It is also interesting to note that the event rate, based on previously published studies,24 was much lower than anticipated in this trial. A reduction in UK VTE mortality has been described recently,37 which may be attributed to the National VTE Prevention Programme,36,38 shorter hospital stays, improved operative techniques and earlier mobilisation of patients. Since mandating the VTE risk assessment in the UK, the overall death rate associated with VTE has fallen by 15%, with a considerable reduction in death from PE by 80%. 1

Similarly, in a RCT of acute stroke inpatients, the risk of developing symptomatic or asymptomatic femoro-popliteal DVT was not significantly reduced in patients prescribed full-length GCS,9 and their use was associated with more skin complications. This study resulted in a reduction in use of GCS in stroke patients. More recently, the general opinion is that ‘we have entered an era in which the rates of VTE after surgery have fallen significantly through improved care and pharmaco-thromboprophylaxis such that combined thromboprophylaxis using LMWH and GCS might no longer be necessary’. 23

Health-related quality of life

For health-related quality of life, the EQ-5D-5L and EQ-5D-VAS showed no evidence of a difference between the two treatment arms over the follow-up time points for the overall population.

Compliance

For GCS, compliance was defined as wearing stockings 75% of the time; compliance in the LMWH and GCS arm was 750 out of 921 (81.4%), which is relatively good for compression hosiery. Complication rates compare favourably with the rate in CLOTS 1 trial. 13

Generalisability

The study was designed to be pragmatic to maximise the generalisability of any findings. Patients were recruited from seven large NHS trusts that performed a variety of surgical procedures. The case mix of elective surgical procedures included in this study is similar to the proportions undertaken nationally within the UK33 and, for this reason, the results appear to be applicable to the wider elective surgical population. It should be noted that most participants in this clinical trial were deemed to be at high risk of VTE, whether assessed using the NHS England VTE Risk Assessment Tool32 or the Caprini risk score, which is used throughout the USA. 39

Of those screened, 16.3% of patients were included in the study. The main reason patients were excluded from the study was declining to take part.

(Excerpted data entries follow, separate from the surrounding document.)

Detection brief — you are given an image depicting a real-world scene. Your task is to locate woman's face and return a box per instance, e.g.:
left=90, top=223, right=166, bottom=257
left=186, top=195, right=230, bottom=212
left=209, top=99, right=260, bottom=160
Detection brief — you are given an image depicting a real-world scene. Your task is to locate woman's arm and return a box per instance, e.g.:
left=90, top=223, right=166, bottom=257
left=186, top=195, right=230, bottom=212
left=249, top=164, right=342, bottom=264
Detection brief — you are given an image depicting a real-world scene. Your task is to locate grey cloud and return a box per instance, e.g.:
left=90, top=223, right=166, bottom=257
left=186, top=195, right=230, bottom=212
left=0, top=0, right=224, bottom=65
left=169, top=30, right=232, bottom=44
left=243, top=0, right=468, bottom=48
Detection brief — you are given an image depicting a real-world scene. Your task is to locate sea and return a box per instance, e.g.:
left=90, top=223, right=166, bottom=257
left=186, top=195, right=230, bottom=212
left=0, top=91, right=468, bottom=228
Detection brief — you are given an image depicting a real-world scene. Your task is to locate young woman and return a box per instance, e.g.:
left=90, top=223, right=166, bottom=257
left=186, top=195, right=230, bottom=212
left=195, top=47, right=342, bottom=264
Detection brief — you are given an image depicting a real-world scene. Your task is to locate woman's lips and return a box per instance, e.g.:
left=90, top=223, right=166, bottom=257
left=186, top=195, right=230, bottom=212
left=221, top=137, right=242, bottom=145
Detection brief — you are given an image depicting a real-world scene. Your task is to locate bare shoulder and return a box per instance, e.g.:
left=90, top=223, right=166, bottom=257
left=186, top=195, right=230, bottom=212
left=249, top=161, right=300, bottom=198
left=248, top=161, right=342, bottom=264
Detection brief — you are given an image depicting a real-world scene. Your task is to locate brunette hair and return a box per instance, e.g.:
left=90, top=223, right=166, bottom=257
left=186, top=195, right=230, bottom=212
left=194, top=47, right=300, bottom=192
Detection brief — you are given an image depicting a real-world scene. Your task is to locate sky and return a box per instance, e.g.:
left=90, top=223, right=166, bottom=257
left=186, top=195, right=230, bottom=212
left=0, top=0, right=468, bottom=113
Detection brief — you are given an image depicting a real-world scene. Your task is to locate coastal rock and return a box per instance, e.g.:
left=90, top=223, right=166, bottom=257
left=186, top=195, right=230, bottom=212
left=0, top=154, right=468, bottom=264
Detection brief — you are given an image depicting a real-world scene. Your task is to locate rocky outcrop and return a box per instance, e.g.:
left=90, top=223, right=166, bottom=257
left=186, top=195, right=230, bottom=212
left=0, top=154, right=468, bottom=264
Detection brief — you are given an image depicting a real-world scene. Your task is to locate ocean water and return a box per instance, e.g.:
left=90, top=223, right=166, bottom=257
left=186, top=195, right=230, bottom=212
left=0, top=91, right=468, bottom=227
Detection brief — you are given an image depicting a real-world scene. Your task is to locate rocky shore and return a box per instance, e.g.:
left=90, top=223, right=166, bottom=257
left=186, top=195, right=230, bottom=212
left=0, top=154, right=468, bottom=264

Although performed as a post hoc analysis, the results in relation to the widely used Caprini risk assessment score allow the results to be generalised to beyond the UK.

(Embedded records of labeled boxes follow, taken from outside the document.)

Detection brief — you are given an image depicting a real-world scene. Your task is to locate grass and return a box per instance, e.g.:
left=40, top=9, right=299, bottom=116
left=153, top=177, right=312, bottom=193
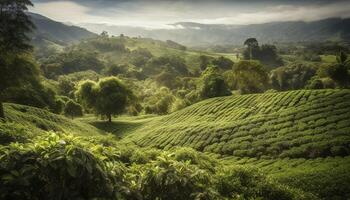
left=124, top=90, right=350, bottom=158
left=4, top=103, right=107, bottom=136
left=0, top=89, right=350, bottom=199
left=78, top=115, right=157, bottom=138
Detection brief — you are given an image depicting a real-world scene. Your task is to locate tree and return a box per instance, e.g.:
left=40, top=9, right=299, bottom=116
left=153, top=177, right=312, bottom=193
left=233, top=61, right=269, bottom=93
left=212, top=56, right=234, bottom=70
left=317, top=52, right=350, bottom=88
left=270, top=62, right=316, bottom=90
left=64, top=100, right=83, bottom=119
left=77, top=77, right=134, bottom=122
left=200, top=66, right=231, bottom=98
left=244, top=38, right=259, bottom=60
left=0, top=0, right=34, bottom=119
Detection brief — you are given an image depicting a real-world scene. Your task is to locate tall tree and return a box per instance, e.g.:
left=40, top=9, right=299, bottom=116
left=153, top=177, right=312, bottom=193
left=0, top=0, right=34, bottom=119
left=244, top=38, right=259, bottom=60
left=76, top=77, right=134, bottom=122
left=233, top=61, right=269, bottom=94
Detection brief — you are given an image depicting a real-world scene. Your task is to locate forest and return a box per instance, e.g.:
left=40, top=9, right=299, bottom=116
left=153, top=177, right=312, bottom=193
left=0, top=0, right=350, bottom=200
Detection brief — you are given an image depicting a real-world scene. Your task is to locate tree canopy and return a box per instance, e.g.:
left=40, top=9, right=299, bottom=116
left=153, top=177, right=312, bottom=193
left=77, top=77, right=133, bottom=122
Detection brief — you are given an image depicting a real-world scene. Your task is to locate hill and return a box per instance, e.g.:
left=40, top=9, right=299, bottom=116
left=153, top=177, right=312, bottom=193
left=126, top=90, right=350, bottom=158
left=122, top=90, right=350, bottom=200
left=81, top=18, right=350, bottom=46
left=28, top=13, right=95, bottom=45
left=4, top=103, right=106, bottom=136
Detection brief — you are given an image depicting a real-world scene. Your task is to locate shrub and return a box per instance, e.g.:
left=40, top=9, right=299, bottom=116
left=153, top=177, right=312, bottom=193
left=64, top=100, right=83, bottom=118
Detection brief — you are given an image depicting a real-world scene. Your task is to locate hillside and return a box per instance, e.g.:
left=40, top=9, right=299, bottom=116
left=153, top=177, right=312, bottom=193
left=5, top=103, right=106, bottom=136
left=122, top=90, right=350, bottom=200
left=125, top=90, right=350, bottom=158
left=29, top=13, right=95, bottom=45
left=0, top=90, right=350, bottom=199
left=81, top=18, right=350, bottom=46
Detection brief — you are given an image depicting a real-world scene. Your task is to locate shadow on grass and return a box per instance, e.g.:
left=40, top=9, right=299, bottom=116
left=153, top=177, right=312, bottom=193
left=89, top=121, right=143, bottom=138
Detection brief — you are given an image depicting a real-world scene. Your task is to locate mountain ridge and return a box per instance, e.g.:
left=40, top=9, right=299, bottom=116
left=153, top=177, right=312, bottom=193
left=80, top=18, right=350, bottom=46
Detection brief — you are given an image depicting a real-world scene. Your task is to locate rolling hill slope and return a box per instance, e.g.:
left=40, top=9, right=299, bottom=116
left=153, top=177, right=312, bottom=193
left=124, top=90, right=350, bottom=158
left=5, top=103, right=106, bottom=136
left=28, top=13, right=95, bottom=45
left=81, top=18, right=350, bottom=46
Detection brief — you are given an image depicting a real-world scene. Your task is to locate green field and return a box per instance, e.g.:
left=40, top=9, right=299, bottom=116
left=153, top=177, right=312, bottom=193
left=3, top=90, right=350, bottom=199
left=125, top=90, right=350, bottom=158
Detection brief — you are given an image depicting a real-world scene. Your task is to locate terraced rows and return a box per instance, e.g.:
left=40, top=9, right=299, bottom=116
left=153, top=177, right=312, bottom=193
left=125, top=90, right=350, bottom=158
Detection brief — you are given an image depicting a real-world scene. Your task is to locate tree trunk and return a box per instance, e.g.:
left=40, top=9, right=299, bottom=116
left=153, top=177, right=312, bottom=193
left=249, top=46, right=253, bottom=61
left=107, top=114, right=112, bottom=123
left=0, top=100, right=5, bottom=120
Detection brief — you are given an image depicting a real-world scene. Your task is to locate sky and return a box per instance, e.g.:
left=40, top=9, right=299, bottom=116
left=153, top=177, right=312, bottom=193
left=29, top=0, right=350, bottom=29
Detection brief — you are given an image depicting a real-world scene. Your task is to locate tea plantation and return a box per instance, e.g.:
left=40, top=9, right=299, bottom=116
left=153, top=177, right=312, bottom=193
left=125, top=90, right=350, bottom=159
left=0, top=90, right=350, bottom=200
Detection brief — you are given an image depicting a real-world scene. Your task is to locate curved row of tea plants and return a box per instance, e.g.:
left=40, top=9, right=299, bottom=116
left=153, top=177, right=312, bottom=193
left=124, top=90, right=350, bottom=158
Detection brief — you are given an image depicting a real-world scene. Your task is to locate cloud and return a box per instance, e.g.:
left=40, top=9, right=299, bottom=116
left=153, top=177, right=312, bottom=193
left=31, top=0, right=350, bottom=28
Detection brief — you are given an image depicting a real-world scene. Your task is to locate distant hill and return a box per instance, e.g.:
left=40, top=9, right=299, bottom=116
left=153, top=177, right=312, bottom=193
left=28, top=13, right=95, bottom=45
left=81, top=18, right=350, bottom=46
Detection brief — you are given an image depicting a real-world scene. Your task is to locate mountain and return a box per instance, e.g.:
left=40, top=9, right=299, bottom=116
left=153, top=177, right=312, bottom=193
left=28, top=13, right=95, bottom=45
left=81, top=18, right=350, bottom=46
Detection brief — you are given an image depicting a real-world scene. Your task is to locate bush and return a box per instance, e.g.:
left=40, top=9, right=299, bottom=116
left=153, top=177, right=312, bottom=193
left=64, top=100, right=83, bottom=118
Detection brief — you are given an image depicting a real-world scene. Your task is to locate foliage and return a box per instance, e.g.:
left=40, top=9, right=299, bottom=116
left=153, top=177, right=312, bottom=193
left=125, top=90, right=350, bottom=159
left=199, top=67, right=231, bottom=99
left=0, top=133, right=300, bottom=200
left=0, top=54, right=56, bottom=111
left=212, top=56, right=234, bottom=70
left=0, top=0, right=34, bottom=54
left=233, top=61, right=269, bottom=93
left=270, top=63, right=316, bottom=90
left=76, top=77, right=133, bottom=122
left=145, top=87, right=176, bottom=115
left=64, top=100, right=83, bottom=118
left=41, top=49, right=104, bottom=78
left=143, top=55, right=189, bottom=75
left=243, top=38, right=283, bottom=67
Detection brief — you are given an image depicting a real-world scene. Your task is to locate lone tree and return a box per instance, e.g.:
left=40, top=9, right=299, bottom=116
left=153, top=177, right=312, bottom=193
left=64, top=100, right=83, bottom=119
left=77, top=77, right=134, bottom=122
left=244, top=38, right=259, bottom=60
left=0, top=0, right=34, bottom=119
left=200, top=66, right=231, bottom=98
left=233, top=61, right=269, bottom=93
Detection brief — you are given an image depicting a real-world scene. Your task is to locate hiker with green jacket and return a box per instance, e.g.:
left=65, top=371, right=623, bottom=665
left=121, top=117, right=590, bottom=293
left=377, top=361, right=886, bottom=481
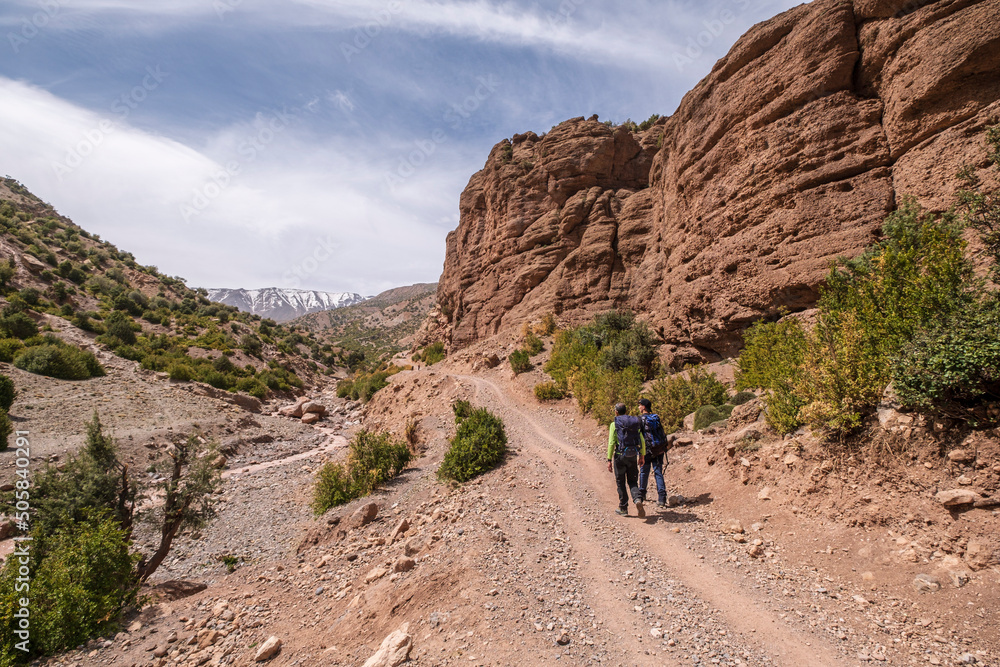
left=608, top=403, right=646, bottom=517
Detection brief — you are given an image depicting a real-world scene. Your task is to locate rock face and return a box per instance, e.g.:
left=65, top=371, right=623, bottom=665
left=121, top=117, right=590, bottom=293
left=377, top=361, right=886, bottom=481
left=438, top=0, right=1000, bottom=363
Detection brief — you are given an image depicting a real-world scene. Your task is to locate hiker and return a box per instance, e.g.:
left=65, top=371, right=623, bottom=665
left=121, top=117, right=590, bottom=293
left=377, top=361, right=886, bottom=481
left=608, top=403, right=646, bottom=517
left=639, top=398, right=668, bottom=509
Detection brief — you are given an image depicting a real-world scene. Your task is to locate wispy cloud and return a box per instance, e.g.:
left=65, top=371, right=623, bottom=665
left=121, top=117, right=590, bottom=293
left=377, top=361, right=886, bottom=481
left=0, top=78, right=454, bottom=293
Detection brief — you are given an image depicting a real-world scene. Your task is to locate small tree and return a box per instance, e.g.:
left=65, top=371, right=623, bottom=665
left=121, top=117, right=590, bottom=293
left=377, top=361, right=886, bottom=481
left=32, top=411, right=138, bottom=538
left=136, top=435, right=222, bottom=581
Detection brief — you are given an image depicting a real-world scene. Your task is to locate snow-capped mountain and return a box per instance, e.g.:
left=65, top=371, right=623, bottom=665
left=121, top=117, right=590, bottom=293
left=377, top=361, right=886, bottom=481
left=208, top=287, right=365, bottom=322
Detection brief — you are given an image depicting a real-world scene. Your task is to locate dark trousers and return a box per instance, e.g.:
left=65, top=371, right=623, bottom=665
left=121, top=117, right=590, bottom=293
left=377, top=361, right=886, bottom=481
left=639, top=453, right=667, bottom=504
left=614, top=454, right=641, bottom=509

Strengths of the GAPS trial

1. This is the first large RCT looking at the adjuvant benefit of GCS in elective surgical inpatients.

2. The results were generalisable across multiple surgical specialities.

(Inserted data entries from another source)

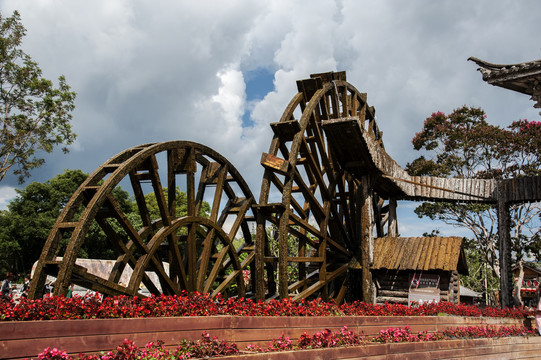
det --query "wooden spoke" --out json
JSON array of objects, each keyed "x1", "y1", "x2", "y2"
[
  {"x1": 256, "y1": 73, "x2": 380, "y2": 301},
  {"x1": 32, "y1": 141, "x2": 262, "y2": 297}
]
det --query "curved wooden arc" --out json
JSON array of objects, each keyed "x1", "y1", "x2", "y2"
[{"x1": 30, "y1": 141, "x2": 255, "y2": 298}]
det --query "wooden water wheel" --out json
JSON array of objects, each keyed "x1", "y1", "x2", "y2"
[
  {"x1": 29, "y1": 72, "x2": 403, "y2": 302},
  {"x1": 256, "y1": 72, "x2": 389, "y2": 302},
  {"x1": 29, "y1": 141, "x2": 256, "y2": 298}
]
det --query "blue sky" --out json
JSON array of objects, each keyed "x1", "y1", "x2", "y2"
[{"x1": 0, "y1": 0, "x2": 541, "y2": 236}]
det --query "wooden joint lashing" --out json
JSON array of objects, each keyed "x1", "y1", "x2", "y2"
[
  {"x1": 270, "y1": 120, "x2": 301, "y2": 142},
  {"x1": 261, "y1": 153, "x2": 289, "y2": 175},
  {"x1": 167, "y1": 148, "x2": 197, "y2": 174},
  {"x1": 297, "y1": 77, "x2": 323, "y2": 102}
]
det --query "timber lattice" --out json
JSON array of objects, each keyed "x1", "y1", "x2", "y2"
[{"x1": 29, "y1": 72, "x2": 541, "y2": 302}]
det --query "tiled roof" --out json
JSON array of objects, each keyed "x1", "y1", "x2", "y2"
[
  {"x1": 372, "y1": 236, "x2": 468, "y2": 274},
  {"x1": 468, "y1": 57, "x2": 541, "y2": 84}
]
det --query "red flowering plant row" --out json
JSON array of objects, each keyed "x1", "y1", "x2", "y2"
[
  {"x1": 0, "y1": 293, "x2": 529, "y2": 321},
  {"x1": 32, "y1": 326, "x2": 534, "y2": 360}
]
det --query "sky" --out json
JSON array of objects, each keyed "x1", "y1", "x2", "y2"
[{"x1": 0, "y1": 0, "x2": 541, "y2": 236}]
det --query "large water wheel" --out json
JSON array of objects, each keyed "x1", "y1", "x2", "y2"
[
  {"x1": 30, "y1": 141, "x2": 257, "y2": 298},
  {"x1": 256, "y1": 72, "x2": 392, "y2": 302},
  {"x1": 30, "y1": 72, "x2": 396, "y2": 302}
]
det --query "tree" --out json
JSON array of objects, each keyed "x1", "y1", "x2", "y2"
[
  {"x1": 407, "y1": 106, "x2": 541, "y2": 304},
  {"x1": 0, "y1": 11, "x2": 76, "y2": 183},
  {"x1": 0, "y1": 170, "x2": 133, "y2": 273}
]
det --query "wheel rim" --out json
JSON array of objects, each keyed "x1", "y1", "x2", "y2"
[
  {"x1": 30, "y1": 141, "x2": 255, "y2": 297},
  {"x1": 257, "y1": 73, "x2": 383, "y2": 302}
]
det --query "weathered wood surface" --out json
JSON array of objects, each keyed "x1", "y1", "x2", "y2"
[{"x1": 323, "y1": 116, "x2": 541, "y2": 203}]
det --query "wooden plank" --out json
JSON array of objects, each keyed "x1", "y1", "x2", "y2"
[
  {"x1": 270, "y1": 120, "x2": 301, "y2": 142},
  {"x1": 261, "y1": 153, "x2": 289, "y2": 175}
]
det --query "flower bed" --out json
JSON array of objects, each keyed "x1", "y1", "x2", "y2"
[
  {"x1": 0, "y1": 294, "x2": 528, "y2": 359},
  {"x1": 30, "y1": 326, "x2": 532, "y2": 360},
  {"x1": 0, "y1": 293, "x2": 529, "y2": 321}
]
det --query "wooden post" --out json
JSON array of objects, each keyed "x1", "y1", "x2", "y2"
[
  {"x1": 361, "y1": 175, "x2": 374, "y2": 303},
  {"x1": 387, "y1": 198, "x2": 398, "y2": 237},
  {"x1": 254, "y1": 211, "x2": 267, "y2": 301},
  {"x1": 497, "y1": 180, "x2": 513, "y2": 309}
]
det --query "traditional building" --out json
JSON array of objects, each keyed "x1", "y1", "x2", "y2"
[
  {"x1": 372, "y1": 236, "x2": 468, "y2": 304},
  {"x1": 468, "y1": 57, "x2": 541, "y2": 113},
  {"x1": 513, "y1": 262, "x2": 541, "y2": 306}
]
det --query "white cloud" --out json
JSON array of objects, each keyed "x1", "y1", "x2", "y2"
[{"x1": 0, "y1": 0, "x2": 541, "y2": 240}]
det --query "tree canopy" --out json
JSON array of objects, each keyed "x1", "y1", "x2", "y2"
[
  {"x1": 0, "y1": 11, "x2": 76, "y2": 183},
  {"x1": 0, "y1": 170, "x2": 210, "y2": 274},
  {"x1": 406, "y1": 106, "x2": 541, "y2": 298}
]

3. We achieved a high level of follow-up and all but two participants who withdrew from the trial allowed the collection of primary outcome data at the final follow-up at 90 days post surgery.

4. Compliance with GCS in this study was good at around 80%. This is likely to be better than in real-world practice and the ITT with stockings.

Limitations of the GAPS trial

1. In total, 15% of participants did not receive a duplex ultrasound scan that could have detected further asymptomatic DVT. However, the numbers of missed scans were comparably distributed across the two randomised arms.

2. Potential overestimation of the underlying event rate (based on previously published data) possibly owing to improved hospital practices and awareness of hospital-acquired VTE among staff.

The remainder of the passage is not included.